6.3 En l’espèce, l’appelant se limite à se plaindre des montants des contributions d’entretien auxquelles il a été condamné en première instance, en expliquant qu’ils ne correspondraient pas à sa capacité contributive réelle, entameraient son minimum vital et ne tiendraient pas compte de ses autres « obligations légales ». Ce faisant, il ne soulève pas de griefs à proprement parler contre l’ordonnance querellée et n’expose ainsi aucunement en quoi les budgets retenus par le président pour calculer les contributions d’entretien litigieuses seraient erronés et en quoi sa situation financière ne permettrait pas de s’acquitter de celles-ci. Il ne fait aucune référence à un quelconque passage de la décision litigieuse, ni à un quelconque élément de l’instruction menée en première instance. Par ailleurs, l’appelant conclut formellement à l’annulation ou la modification de l’ordonnance querellée sans préciser quelle modification il souhaite. Si l’on peut comprendre à la lecture du reste de l’appel qu’il requiert que « la » contribution d’entretien soit ramenée de 6'800 à 5'500 fr. par mois, il y a lieu de constater qu’il ne distingue pas les deux contributions d’entretien auxquelles il a été condamné, soit à 5'920 fr. en faveur de sa fille mineure Z.________ et à 880 fr. en faveur de l’intimée. Or, s’agissant de la question de l’entretien de son épouse, il lui appartenait de motiver encore davantage son appel au vu des maximes applicables à cet égard. Par ailleurs, si l’appelant n’était certes par représenté par un mandataire professionnel pour déposer son appel et que l’autorité d’appel ne doit pas se montrer trop stricte s’agissant de l’exigence de motivation, celle de l’appelant est quasi inexistante et ne permet pas de comprendre ce qu’il conteste dans le raisonnement du président.
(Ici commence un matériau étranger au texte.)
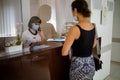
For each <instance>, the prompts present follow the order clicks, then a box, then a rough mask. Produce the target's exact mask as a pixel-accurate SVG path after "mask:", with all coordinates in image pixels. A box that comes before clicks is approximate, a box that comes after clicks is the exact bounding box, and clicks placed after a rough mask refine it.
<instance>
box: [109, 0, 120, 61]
mask: <svg viewBox="0 0 120 80" xmlns="http://www.w3.org/2000/svg"><path fill="white" fill-rule="evenodd" d="M114 1H115V6H114V21H113V36H112V37H113V39H114V38H115V39H118V42H115V41H113V43H112V54H111V55H112V57H111V58H112V61H117V62H120V9H119V7H120V4H119V3H120V0H114Z"/></svg>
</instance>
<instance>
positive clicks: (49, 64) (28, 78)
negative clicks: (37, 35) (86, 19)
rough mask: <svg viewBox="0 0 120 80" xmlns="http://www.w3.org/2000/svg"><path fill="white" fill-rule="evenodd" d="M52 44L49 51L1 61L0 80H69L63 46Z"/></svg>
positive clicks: (11, 58) (44, 50)
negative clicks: (56, 45) (61, 52)
mask: <svg viewBox="0 0 120 80" xmlns="http://www.w3.org/2000/svg"><path fill="white" fill-rule="evenodd" d="M52 44H53V45H52ZM52 44H50V45H51V47H50V48H48V49H43V50H40V51H37V52H36V51H32V52H31V53H30V54H25V55H22V56H19V57H15V58H10V59H5V60H0V80H69V75H68V74H69V59H68V56H66V57H62V56H61V48H62V46H56V43H52Z"/></svg>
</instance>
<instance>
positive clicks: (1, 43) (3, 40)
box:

Enfin, l’autorité d’appel n’était pas tenue à interpeller l’appelant pour qu’il complète ou améliore son écriture.
L’appel se révèle en définitive dépourvu de toute motivation dirigée contre le raisonnement du président, ce qui constitue un vice irréparable. Ne satisfaisant pas aux exigences de l’art. 311 al. 1 CPC, l’appel est, dans son intégralité, irrecevable.
7.
7.1 Il résulte de ce qui précède que l’appel doit être déclaré irrecevable, en application de l’art. 312 al. 1 in fine CPC.
7.2 L’arrêt peut être rendu sans frais judiciaires de deuxième instance (art. 11 TFJC [tarif des frais judiciaires civils du 28 septembre 2010 ; BLV 270.11.5]).
La requête d'assistance judicaire de l’appelant est ainsi sans objet.
L’intimée n’ayant pas été invitée à se déterminer, il n’y a pas lieu à l’allocation de dépens.
Par ces motifs,
le Juge unique
de la Cour d’appel civile
prononce :
I. L’appel non daté et reçu le 12 août 2025 est irrecevable.
II. Le complément d’appel du 14 août 2025 est irrecevable.
III. L’arrêt est rendu sans frais judiciaires de deuxième instance.
IV. Il n’est pas alloué de dépens de deuxième instance.
V. La requête d’assistance judiciaire de l’appelant J.________ est sans objet.
VI. L’arrêt est exécutoire.
Le juge unique : La greffière :
Du
Le présent arrêt, dont la rédaction a été approuvée à huis clos, est notifié à :
‑ M. J.________,
‑ Me Sarah Riat (pour B.________),
et communiqué, par l'envoi de photocopies, à :
‑ M. le Président du Tribunal civil de l’arrondissement de la Broye et du Nord vaudois.
Le Juge unique de la Cour d’appel civile considère que la valeur litigieuse est supérieure à 30’000 francs.
Le présent arrêt peut faire l'objet d'un recours en matière civile devant le Tribunal fédéral au sens des art. 72 ss LTF (loi du 17 juin 2005 sur le Tribunal fédéral – RS 173.110), le cas échéant d'un recours constitutionnel subsidiaire au sens des art. 113 ss LTF. Dans les affaires pécuniaires, le recours en matière civile n'est recevable que si la valeur litigieuse s'élève au moins à 15'000 fr. en matière de droit du travail et de droit du bail à loyer, à 30'000 fr. dans les autres cas, à moins que la contestation ne soulève une question juridique de principe (art. 74 LTF). Ces recours doivent être déposés devant le Tribunal fédéral dans les trente jours qui suivent la présente notification (art. 100 al. 1 LTF).